In an increasingly demanding and specialized market, the Munari mill has managed to build on its expertise since the mid-20th century, supplementing wheat milling with the production of malted cereal flours – of both the diastatic and non-diastatic variety – gaining an ever deeper understanding of how the enzymes involved in the process work and subsequently extending the range with heat-treated products and mixes.
OUR COMPANY POLICY
TO CREATE LASTING SHARED VALUE BY SUPPLYING TAILOR-MADE PRODUCTS AND SERVICES
A distinguishing trait that has set us apart over the generations is the consistency of our approach, based on maintaining stable, long-lasting relationships with all stakeholders and people in general involved, directly or otherwise, in our business: whether they be customers, suppliers, employees, colleagues or local bodies.
It is this care that we channel into our work and into enriching our expertise, into never settling for second best when it comes to choosing raw materials, into the pursuit of continuous improvement in production processes and finished products alike, and in maintaining the highest standards in the running of our business.
In addition to traditional wheat cleaning (including an optical sorter), milling and sifting equipment, we have a heat treatment system for treating flour and other wheat milling products.
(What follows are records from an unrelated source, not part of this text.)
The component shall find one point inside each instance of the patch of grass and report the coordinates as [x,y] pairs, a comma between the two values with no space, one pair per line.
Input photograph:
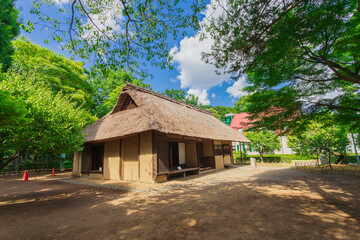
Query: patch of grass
[341,169]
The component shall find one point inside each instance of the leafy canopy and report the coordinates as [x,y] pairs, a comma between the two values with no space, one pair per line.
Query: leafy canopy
[119,33]
[55,71]
[9,29]
[264,141]
[34,120]
[319,136]
[181,96]
[299,56]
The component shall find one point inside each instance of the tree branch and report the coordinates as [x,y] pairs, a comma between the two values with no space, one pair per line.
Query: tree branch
[6,161]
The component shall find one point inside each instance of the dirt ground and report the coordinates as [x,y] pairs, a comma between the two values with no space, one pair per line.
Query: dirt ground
[240,203]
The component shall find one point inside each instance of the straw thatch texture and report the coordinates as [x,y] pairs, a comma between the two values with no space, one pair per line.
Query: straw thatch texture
[156,112]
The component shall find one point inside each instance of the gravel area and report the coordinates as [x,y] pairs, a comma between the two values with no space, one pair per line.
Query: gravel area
[239,203]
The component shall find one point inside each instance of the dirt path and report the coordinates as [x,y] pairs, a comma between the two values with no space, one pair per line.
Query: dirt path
[266,203]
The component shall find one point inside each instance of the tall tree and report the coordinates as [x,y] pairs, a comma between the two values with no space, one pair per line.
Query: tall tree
[34,121]
[181,96]
[320,136]
[9,29]
[302,56]
[263,141]
[54,70]
[116,32]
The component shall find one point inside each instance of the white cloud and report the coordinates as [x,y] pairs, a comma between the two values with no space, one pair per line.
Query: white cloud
[236,89]
[201,94]
[194,73]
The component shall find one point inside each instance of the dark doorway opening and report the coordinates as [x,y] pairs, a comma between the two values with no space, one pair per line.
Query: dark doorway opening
[174,154]
[97,158]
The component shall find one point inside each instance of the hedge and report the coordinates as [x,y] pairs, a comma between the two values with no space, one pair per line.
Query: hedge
[271,159]
[31,165]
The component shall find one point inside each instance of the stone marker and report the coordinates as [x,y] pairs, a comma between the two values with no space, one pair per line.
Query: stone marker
[253,162]
[323,159]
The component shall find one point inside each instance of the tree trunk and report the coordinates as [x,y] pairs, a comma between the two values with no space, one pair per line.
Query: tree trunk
[317,158]
[6,161]
[261,155]
[329,159]
[16,164]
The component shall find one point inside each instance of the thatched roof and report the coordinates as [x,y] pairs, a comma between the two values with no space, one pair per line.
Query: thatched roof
[155,112]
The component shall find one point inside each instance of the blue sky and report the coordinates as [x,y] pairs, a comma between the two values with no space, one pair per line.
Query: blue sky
[190,74]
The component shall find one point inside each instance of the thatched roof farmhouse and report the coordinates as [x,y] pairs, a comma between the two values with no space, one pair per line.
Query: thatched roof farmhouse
[148,136]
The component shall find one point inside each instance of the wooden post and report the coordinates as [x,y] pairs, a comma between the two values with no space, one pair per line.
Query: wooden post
[241,157]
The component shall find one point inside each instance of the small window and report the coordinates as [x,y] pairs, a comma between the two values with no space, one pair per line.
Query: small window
[227,149]
[218,150]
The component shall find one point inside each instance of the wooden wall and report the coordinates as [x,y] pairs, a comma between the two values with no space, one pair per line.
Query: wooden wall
[112,160]
[77,164]
[191,154]
[130,161]
[146,157]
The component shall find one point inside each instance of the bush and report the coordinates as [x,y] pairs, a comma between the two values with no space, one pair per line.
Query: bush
[291,156]
[237,156]
[350,158]
[272,158]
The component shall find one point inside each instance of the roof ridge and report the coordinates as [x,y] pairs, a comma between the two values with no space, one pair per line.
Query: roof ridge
[165,97]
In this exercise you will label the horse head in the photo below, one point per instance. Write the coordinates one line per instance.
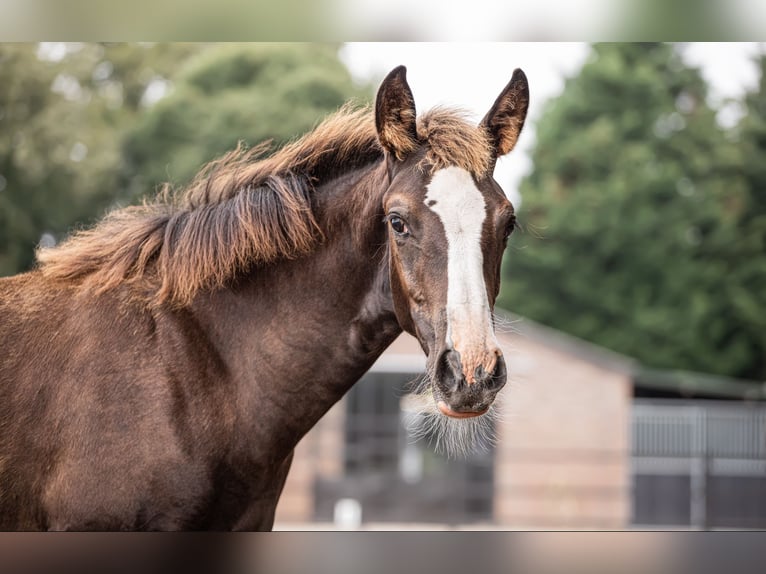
(448, 225)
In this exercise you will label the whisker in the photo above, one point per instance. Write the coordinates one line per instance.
(455, 438)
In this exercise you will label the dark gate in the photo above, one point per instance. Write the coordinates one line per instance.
(396, 478)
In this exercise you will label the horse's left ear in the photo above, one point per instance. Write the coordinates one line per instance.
(506, 118)
(395, 114)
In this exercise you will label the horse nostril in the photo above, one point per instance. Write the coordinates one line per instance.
(496, 380)
(449, 371)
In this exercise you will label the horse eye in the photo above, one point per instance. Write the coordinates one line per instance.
(509, 228)
(398, 225)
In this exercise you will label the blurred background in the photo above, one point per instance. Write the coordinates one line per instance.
(633, 307)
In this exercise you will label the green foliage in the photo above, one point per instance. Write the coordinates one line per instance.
(79, 132)
(229, 94)
(631, 219)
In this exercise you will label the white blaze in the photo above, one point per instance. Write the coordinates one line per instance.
(454, 197)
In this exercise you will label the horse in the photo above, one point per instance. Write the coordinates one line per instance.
(159, 368)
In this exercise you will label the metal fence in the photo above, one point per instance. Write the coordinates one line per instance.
(699, 464)
(394, 478)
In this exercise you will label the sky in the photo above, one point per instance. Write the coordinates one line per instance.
(472, 75)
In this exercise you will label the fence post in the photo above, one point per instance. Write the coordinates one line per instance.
(699, 470)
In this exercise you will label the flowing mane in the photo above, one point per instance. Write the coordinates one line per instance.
(244, 209)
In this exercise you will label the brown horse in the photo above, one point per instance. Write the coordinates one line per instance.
(158, 370)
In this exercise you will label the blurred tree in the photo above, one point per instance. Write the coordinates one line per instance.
(630, 218)
(85, 126)
(746, 287)
(63, 108)
(232, 93)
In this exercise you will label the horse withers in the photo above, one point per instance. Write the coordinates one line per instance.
(159, 368)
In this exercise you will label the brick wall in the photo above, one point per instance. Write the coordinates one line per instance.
(563, 446)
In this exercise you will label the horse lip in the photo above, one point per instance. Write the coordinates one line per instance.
(446, 410)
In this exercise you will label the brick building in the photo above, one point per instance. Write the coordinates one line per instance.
(564, 456)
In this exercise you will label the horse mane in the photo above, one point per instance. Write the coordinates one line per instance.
(243, 209)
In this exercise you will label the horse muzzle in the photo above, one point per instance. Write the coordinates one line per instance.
(459, 396)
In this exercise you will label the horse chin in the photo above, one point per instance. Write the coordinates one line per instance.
(446, 410)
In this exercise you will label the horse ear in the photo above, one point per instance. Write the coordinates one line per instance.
(506, 118)
(395, 114)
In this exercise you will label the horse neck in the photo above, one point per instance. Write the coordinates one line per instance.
(296, 335)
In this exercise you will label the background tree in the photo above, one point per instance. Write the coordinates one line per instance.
(630, 217)
(87, 126)
(234, 93)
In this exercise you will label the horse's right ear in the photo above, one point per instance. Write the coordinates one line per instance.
(395, 114)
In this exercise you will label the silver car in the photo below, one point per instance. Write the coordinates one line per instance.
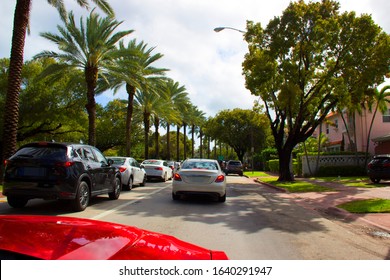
(157, 169)
(132, 172)
(199, 176)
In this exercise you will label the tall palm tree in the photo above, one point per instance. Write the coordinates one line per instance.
(132, 67)
(21, 21)
(150, 103)
(89, 47)
(196, 120)
(178, 97)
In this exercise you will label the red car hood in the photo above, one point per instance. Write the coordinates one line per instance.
(55, 238)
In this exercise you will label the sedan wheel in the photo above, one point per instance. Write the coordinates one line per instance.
(117, 189)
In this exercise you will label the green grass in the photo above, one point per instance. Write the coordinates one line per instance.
(296, 186)
(255, 174)
(357, 182)
(376, 205)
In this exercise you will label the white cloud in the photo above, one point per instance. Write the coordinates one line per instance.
(208, 64)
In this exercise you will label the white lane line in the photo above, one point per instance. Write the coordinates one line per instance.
(106, 213)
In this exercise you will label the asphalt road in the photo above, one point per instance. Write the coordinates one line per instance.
(255, 222)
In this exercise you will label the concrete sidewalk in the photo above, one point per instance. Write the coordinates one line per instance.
(326, 202)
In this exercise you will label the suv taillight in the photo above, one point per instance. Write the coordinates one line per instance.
(220, 179)
(176, 177)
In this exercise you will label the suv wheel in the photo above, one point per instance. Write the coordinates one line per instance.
(82, 197)
(17, 202)
(117, 189)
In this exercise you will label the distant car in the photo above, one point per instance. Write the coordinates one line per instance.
(234, 167)
(157, 169)
(379, 168)
(132, 172)
(199, 176)
(62, 171)
(67, 238)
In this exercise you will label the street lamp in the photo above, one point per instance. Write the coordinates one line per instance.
(218, 29)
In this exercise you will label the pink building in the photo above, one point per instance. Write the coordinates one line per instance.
(334, 128)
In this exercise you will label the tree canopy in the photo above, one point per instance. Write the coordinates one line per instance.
(306, 62)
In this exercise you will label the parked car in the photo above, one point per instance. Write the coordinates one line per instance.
(68, 238)
(157, 169)
(199, 176)
(132, 172)
(379, 168)
(234, 167)
(62, 171)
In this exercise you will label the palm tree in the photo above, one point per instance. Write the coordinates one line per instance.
(21, 21)
(178, 97)
(150, 103)
(89, 48)
(197, 117)
(382, 100)
(132, 68)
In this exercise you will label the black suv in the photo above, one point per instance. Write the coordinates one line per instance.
(379, 168)
(234, 167)
(62, 171)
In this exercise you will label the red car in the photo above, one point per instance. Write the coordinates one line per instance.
(65, 238)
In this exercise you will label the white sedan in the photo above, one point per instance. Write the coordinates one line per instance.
(157, 169)
(199, 176)
(131, 171)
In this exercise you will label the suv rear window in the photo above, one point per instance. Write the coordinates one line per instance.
(52, 153)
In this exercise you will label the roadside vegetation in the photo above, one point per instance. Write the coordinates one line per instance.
(358, 206)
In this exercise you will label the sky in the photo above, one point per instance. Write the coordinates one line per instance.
(207, 63)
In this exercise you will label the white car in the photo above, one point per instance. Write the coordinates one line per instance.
(132, 172)
(199, 176)
(157, 169)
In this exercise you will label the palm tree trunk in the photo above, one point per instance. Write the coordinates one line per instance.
(11, 110)
(156, 136)
(146, 133)
(130, 105)
(91, 74)
(168, 142)
(178, 143)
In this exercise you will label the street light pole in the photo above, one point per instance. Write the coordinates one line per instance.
(218, 29)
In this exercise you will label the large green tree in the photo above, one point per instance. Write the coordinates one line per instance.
(241, 129)
(303, 64)
(21, 21)
(89, 47)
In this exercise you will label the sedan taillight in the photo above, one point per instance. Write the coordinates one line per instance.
(122, 169)
(220, 179)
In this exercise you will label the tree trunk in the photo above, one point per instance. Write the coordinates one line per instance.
(91, 74)
(156, 137)
(168, 142)
(146, 134)
(130, 106)
(11, 109)
(285, 172)
(178, 143)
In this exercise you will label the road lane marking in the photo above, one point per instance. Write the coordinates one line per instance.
(108, 212)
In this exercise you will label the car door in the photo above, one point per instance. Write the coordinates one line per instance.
(137, 172)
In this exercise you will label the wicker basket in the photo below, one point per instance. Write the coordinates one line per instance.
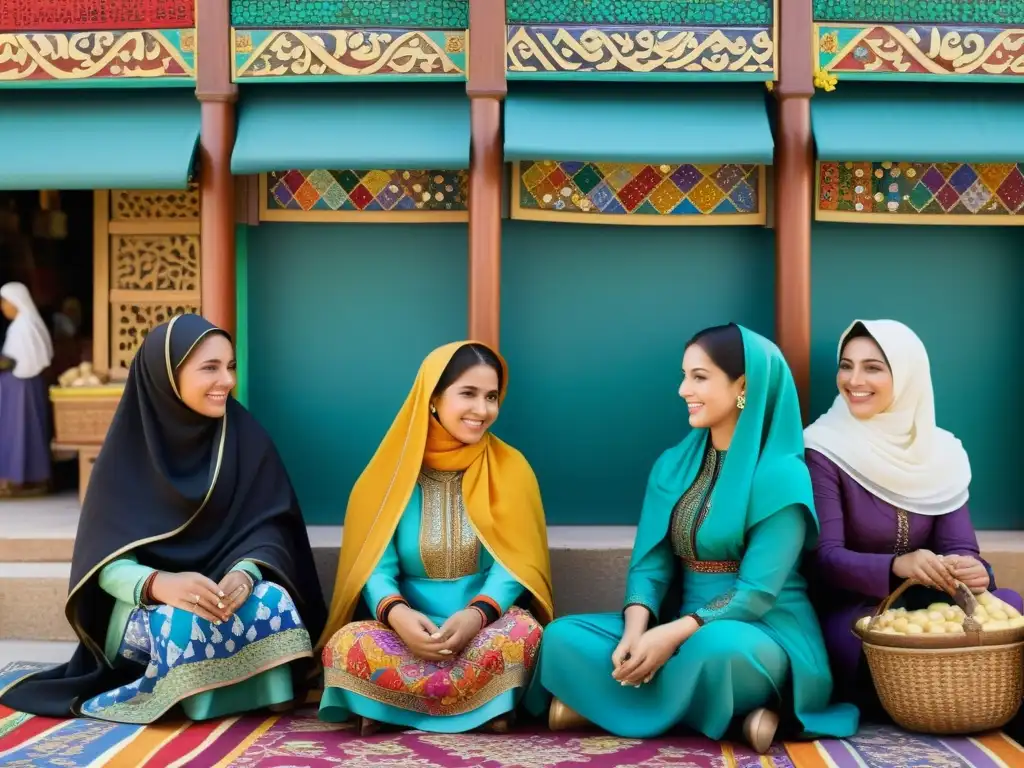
(946, 684)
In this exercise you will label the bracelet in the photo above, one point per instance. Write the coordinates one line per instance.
(489, 608)
(146, 596)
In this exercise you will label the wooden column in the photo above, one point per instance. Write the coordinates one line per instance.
(794, 190)
(486, 89)
(217, 94)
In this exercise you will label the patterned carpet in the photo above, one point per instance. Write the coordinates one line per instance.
(302, 741)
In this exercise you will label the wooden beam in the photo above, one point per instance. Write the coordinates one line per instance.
(217, 94)
(486, 89)
(794, 190)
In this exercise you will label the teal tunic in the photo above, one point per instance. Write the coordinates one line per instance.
(124, 580)
(720, 542)
(436, 562)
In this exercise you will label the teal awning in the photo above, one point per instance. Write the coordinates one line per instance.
(90, 139)
(638, 123)
(356, 126)
(869, 122)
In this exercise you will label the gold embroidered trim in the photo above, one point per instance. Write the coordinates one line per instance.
(516, 678)
(190, 679)
(717, 606)
(693, 506)
(449, 546)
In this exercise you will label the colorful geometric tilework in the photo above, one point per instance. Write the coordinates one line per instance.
(997, 12)
(699, 12)
(79, 15)
(637, 189)
(416, 14)
(367, 190)
(862, 51)
(968, 189)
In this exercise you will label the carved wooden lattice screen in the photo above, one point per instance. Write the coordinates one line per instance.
(146, 255)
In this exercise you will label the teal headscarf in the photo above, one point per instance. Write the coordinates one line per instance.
(764, 470)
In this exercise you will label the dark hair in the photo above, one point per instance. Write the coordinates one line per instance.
(466, 357)
(859, 331)
(724, 344)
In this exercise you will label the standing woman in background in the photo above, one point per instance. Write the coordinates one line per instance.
(193, 583)
(25, 423)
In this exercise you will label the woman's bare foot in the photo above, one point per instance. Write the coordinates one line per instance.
(759, 729)
(561, 718)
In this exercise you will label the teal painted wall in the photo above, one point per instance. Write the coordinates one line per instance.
(340, 317)
(594, 320)
(960, 289)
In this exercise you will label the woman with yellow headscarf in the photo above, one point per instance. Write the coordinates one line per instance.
(444, 546)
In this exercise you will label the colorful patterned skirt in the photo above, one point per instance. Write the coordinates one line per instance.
(370, 672)
(184, 658)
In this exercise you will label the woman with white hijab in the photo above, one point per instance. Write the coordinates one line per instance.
(27, 351)
(891, 492)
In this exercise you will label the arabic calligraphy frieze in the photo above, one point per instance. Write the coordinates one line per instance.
(345, 53)
(81, 55)
(677, 50)
(868, 50)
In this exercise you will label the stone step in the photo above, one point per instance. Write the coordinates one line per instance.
(32, 598)
(35, 650)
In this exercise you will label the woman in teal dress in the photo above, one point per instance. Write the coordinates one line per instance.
(717, 624)
(444, 547)
(193, 583)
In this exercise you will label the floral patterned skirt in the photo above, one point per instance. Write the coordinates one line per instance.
(180, 655)
(369, 659)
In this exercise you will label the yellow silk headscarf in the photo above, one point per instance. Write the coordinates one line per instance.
(500, 491)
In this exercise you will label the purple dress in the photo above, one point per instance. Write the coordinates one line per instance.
(25, 430)
(852, 564)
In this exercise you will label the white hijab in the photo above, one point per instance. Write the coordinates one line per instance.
(900, 456)
(28, 340)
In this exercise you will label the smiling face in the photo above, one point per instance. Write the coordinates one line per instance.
(864, 380)
(469, 406)
(207, 376)
(711, 396)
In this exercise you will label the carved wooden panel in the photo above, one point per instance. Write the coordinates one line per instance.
(155, 262)
(130, 325)
(155, 204)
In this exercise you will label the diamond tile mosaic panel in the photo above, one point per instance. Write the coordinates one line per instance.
(417, 14)
(367, 190)
(998, 12)
(636, 189)
(968, 189)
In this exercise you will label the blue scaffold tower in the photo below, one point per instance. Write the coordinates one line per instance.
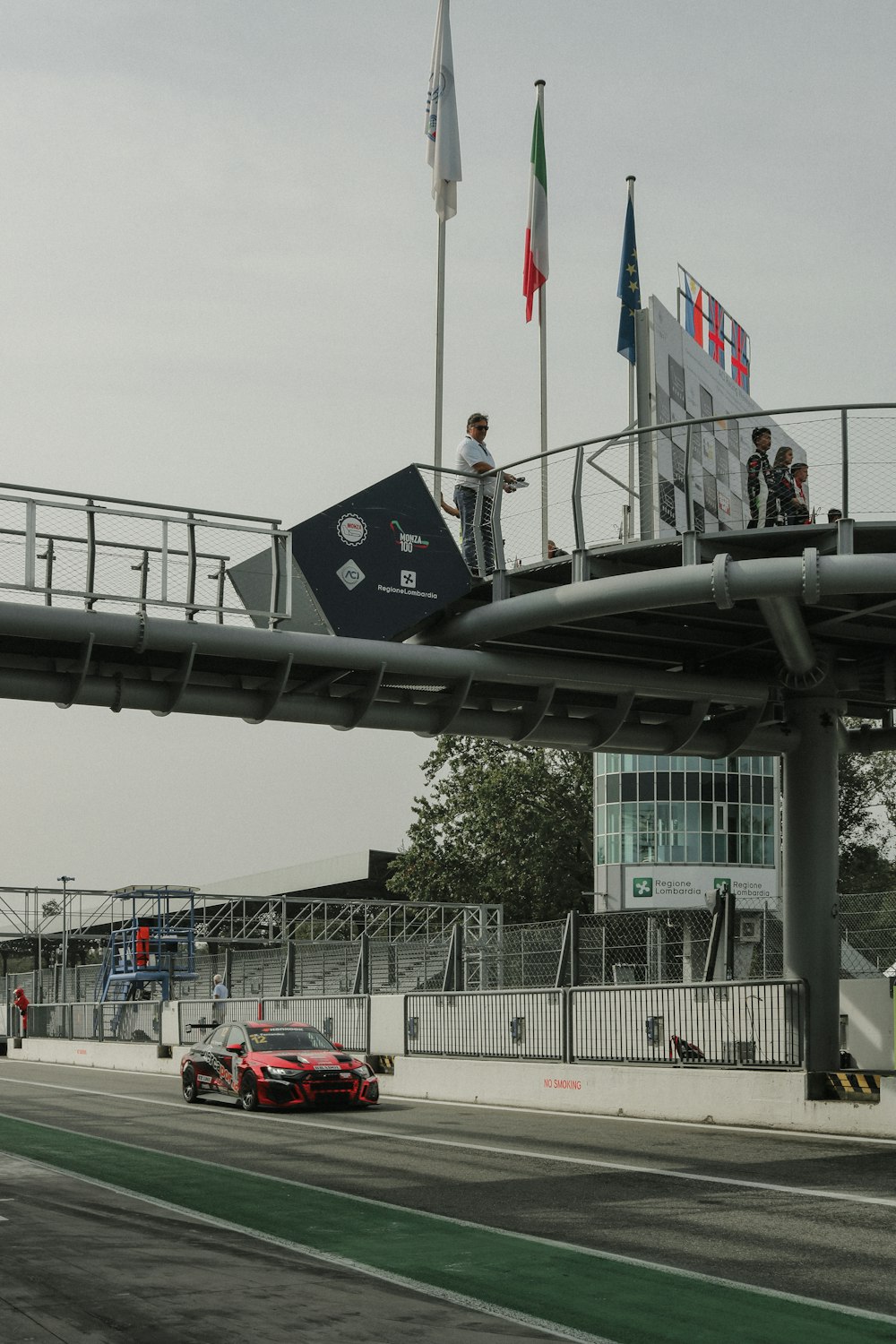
(151, 948)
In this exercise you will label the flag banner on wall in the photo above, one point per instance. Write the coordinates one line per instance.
(535, 265)
(443, 137)
(713, 328)
(629, 287)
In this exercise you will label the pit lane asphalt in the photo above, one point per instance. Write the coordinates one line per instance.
(745, 1207)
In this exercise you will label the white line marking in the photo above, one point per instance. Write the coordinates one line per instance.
(424, 1289)
(440, 1218)
(528, 1153)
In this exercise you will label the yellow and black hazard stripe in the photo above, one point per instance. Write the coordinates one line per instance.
(855, 1086)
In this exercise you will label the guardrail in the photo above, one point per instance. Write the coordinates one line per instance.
(99, 551)
(487, 1024)
(590, 502)
(137, 1021)
(755, 1023)
(731, 1023)
(759, 1024)
(344, 1019)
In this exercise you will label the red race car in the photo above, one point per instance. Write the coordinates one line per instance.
(276, 1064)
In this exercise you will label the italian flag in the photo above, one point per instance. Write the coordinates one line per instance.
(535, 268)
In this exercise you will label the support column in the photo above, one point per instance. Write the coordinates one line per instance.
(810, 846)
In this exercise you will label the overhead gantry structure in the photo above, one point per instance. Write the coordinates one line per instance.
(713, 645)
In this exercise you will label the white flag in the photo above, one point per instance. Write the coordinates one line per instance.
(443, 139)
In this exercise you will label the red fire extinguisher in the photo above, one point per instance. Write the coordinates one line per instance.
(22, 1004)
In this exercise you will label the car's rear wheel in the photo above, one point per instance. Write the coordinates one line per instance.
(249, 1093)
(191, 1086)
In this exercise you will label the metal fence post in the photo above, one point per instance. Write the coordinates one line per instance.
(844, 437)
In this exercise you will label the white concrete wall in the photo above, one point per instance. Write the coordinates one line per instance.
(764, 1098)
(869, 1030)
(91, 1054)
(704, 1096)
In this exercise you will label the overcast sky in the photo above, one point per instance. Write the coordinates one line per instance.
(218, 289)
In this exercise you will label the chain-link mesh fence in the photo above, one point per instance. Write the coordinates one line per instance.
(125, 558)
(847, 452)
(664, 946)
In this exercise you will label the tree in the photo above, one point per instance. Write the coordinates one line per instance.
(866, 806)
(501, 824)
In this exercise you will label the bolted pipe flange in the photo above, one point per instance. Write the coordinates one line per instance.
(719, 585)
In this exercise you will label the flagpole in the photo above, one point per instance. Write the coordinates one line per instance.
(444, 158)
(440, 360)
(543, 363)
(632, 410)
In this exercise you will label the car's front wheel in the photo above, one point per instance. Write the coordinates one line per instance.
(190, 1085)
(249, 1093)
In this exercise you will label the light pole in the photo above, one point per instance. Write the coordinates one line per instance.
(65, 935)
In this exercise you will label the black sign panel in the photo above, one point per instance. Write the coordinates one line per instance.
(382, 561)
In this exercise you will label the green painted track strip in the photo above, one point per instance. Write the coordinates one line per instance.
(607, 1297)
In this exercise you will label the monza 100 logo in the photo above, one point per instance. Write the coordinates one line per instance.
(352, 530)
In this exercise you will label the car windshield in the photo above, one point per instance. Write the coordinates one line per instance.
(288, 1038)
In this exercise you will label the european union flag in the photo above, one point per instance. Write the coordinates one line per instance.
(629, 288)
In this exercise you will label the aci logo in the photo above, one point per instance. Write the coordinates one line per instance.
(352, 530)
(351, 574)
(408, 540)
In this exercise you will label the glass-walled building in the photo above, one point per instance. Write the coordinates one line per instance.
(669, 830)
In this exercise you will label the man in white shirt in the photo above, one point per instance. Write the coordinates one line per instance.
(473, 457)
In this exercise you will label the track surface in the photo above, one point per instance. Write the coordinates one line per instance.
(125, 1214)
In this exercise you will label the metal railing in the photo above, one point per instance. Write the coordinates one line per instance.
(758, 1023)
(848, 451)
(113, 554)
(753, 1023)
(489, 1024)
(132, 1021)
(344, 1019)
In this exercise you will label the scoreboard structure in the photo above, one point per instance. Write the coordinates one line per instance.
(676, 381)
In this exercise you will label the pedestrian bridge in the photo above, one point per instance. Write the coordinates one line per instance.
(689, 642)
(708, 642)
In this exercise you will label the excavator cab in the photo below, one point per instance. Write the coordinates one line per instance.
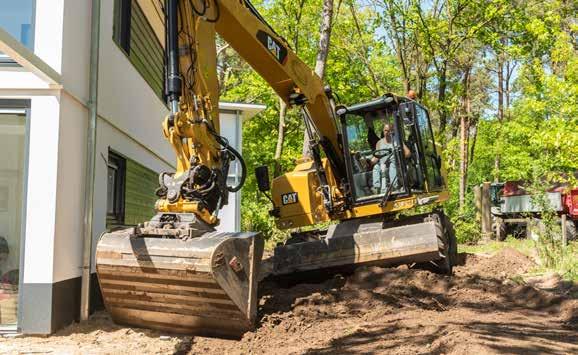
(389, 150)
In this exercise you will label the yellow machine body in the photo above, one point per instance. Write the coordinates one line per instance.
(176, 272)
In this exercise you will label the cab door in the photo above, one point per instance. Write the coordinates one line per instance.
(430, 158)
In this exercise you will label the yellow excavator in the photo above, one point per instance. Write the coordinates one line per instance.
(369, 164)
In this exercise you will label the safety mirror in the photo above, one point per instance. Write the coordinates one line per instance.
(407, 113)
(262, 175)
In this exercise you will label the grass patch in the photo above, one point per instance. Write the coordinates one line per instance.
(525, 246)
(566, 266)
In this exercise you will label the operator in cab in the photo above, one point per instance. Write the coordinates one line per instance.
(385, 163)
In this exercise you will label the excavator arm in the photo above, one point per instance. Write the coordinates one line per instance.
(192, 93)
(177, 273)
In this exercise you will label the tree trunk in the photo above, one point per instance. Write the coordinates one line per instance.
(322, 54)
(442, 77)
(464, 129)
(280, 138)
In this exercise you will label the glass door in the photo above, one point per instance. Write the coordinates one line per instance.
(12, 163)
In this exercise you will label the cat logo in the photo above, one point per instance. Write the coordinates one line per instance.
(275, 47)
(289, 198)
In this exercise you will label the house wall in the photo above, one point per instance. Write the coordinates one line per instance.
(129, 122)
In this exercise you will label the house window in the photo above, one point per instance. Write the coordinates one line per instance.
(17, 18)
(134, 35)
(131, 193)
(115, 189)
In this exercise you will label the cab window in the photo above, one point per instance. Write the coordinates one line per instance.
(374, 167)
(430, 155)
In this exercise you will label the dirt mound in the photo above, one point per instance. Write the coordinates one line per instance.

Heat treatment or toasting – depending on the specific case and method – is effective at lowering the products’ bacterial count, improving its taste and shelf life and stabilizing its technological properties.
The Munari mill also has equipment capable of accommodating large-scale mixing of various ingredients, such as flours and flakes of other cereals, malt flours, enzymes, seeds and so on, to produce improvers and mixes for the baked goods and snack food industry.
All incoming raw materials and finished products undergo rigorous rheological and physical testing in our in-house analysis laboratory to guarantee UNI EN ISO 22000:2005-certified food safety. Microbiological and chemical analyses are instead outsourced to one or more independent accredited laboratories.
We have a team of seventeen: ten men and seven women, with ages ranging from 26 to 70. There is a great atmosphere in the company and this has resulted in a particularly stable staff, meaning we can count on the wealth of experience, reliability and proactive, self-sufficient work ethic that our long-standing team members bring to the table. We currently have seven family members filling various operational and executive roles, comprising three men and four women.